Unbeknownst to him, his role as a father and his career as a vaccine scientist would merge. He recounted the time he received a phone call from Dr. Anthony Fauci and Dr. Francis Collins asking him to participate in a series of discussions to explain how vaccines do not cause autism, given that his daughter Rachel has autism.
“That year of discussions [...] led me to write the book Vaccines Did Not Cause Rachel’s Autism, because it required me to look up everything I could to kind of debunk [those] claims [...] it also gave me a front row seat to watch how this anti-vaccine movement has evolved or devolved over time.”

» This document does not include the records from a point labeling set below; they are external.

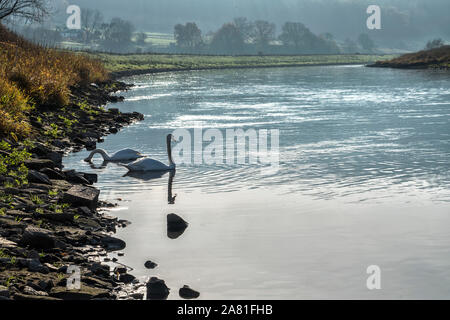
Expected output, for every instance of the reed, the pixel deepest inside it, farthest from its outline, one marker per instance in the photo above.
(34, 76)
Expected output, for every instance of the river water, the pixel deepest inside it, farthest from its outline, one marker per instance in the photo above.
(363, 180)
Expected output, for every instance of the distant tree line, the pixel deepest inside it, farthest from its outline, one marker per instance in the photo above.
(242, 36)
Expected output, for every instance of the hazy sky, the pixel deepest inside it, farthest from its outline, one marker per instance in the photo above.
(344, 18)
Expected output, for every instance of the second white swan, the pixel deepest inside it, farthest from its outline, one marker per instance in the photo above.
(147, 164)
(122, 155)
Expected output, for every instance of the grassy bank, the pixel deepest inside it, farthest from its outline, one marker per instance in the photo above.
(438, 58)
(151, 63)
(34, 77)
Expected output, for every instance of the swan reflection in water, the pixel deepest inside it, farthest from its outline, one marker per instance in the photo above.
(152, 175)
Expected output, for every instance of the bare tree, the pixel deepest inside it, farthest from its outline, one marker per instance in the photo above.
(263, 32)
(32, 10)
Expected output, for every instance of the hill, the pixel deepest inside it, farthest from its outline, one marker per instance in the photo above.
(438, 58)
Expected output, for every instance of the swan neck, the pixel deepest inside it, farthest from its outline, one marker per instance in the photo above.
(169, 151)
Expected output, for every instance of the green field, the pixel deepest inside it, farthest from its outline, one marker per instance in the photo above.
(149, 63)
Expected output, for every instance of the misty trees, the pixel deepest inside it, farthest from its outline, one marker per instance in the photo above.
(228, 39)
(295, 34)
(366, 42)
(263, 32)
(299, 39)
(433, 44)
(140, 38)
(188, 36)
(117, 34)
(244, 27)
(91, 20)
(32, 10)
(350, 46)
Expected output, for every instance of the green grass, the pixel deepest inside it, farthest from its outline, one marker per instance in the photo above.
(164, 62)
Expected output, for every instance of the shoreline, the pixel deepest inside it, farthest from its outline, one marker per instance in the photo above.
(128, 73)
(54, 220)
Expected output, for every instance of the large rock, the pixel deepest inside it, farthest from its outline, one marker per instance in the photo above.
(112, 244)
(26, 297)
(4, 292)
(175, 226)
(157, 289)
(38, 164)
(188, 293)
(5, 243)
(52, 174)
(38, 238)
(76, 177)
(150, 264)
(38, 177)
(85, 293)
(82, 196)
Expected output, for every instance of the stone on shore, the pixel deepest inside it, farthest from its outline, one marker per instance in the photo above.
(38, 164)
(112, 244)
(175, 226)
(26, 297)
(4, 243)
(4, 292)
(82, 196)
(187, 293)
(38, 238)
(157, 289)
(150, 265)
(85, 293)
(38, 177)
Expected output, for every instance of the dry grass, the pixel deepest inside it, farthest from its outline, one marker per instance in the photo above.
(434, 57)
(31, 74)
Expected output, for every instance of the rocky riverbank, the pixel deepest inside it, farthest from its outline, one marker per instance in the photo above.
(438, 58)
(50, 220)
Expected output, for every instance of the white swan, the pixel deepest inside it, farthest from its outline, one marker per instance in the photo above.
(147, 164)
(122, 155)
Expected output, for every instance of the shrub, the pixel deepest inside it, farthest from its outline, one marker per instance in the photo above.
(31, 73)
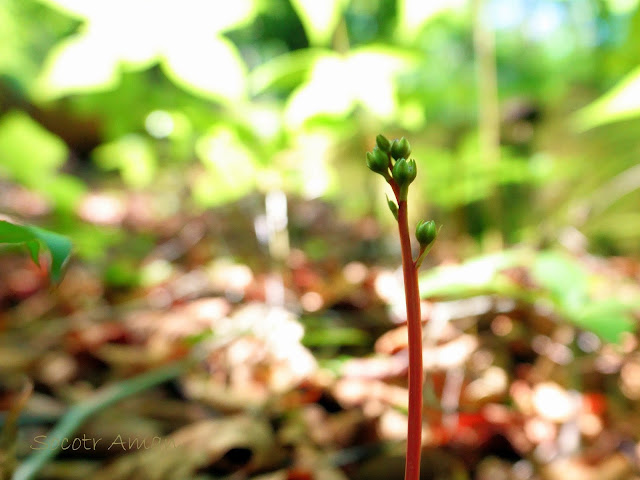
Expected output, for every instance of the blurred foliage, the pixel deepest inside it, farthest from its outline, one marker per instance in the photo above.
(32, 237)
(261, 95)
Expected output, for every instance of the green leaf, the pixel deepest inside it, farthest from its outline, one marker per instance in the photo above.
(620, 103)
(478, 276)
(564, 278)
(58, 245)
(319, 18)
(607, 318)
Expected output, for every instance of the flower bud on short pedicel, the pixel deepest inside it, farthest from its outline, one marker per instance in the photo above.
(426, 232)
(400, 148)
(383, 143)
(404, 172)
(393, 207)
(378, 161)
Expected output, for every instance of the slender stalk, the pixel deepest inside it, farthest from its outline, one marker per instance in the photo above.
(399, 176)
(412, 296)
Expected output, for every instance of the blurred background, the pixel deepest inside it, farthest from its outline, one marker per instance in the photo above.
(206, 159)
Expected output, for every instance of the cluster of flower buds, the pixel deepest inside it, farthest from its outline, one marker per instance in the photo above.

Hotez noted that, although many anti-vaccine claims have been repeatedly countered with evidence, it has been a tireless effort for him to debunk the movement entirely, given the continuous formation of new claims.
“An anti-vaccine group makes an assertion about a certain vaccine. You spend a lot of time, the scientific community does, debunking it, showing it’s not true, and then they just switch it up and change it,” Hotez said. “So it becomes this exhausting exercise.”
Hotez then discussed the complexity of addressing the anti-vaccine movement, noting that anti-vaccine groups in Texas are now receiving PAC money. It has essentially escalated into a political movement, though he and his colleagues have been trained to remain politically neutral on the matter.
To further depict the widespread impact of the anti-vaccine movement, Hotez shared some devastating statistics in regards to COVID-19 deaths in Texas that could have been prevented.
“So many Texans refused to take the COVID-19 vaccine, so that’s 100,000 deaths, 40,000 needless deaths. So this anti-vaccine activism is a killing force in Texas,” Hotez said.
Hotez has explained that this is a dangerous movement, not only on a national scale but globally. This movement is extending beyond U.S. borders, as the same anti-vaccine activism is now appearing on the African continent.
Hotez concluded his lecture by sharing how his recent book Science Under Siege: How to Fight the Five Most Powerful Forces That Threaten Our World highlights two major threats to society that the School of Public Health is collectively learning and working on. His book bridges the similarities between climate change and pandemics and acknowledges how anti-science remarks are negatively interfering with these issues.
“The top line of the book is, [our] planet faces two big existential threats: pandemics and the climate crisis. The two go hand in hand. But now there is a third leg to the tripod and this is the whole anti-science ecosystem that’s blocking our ability to respond to it,” Hotez said.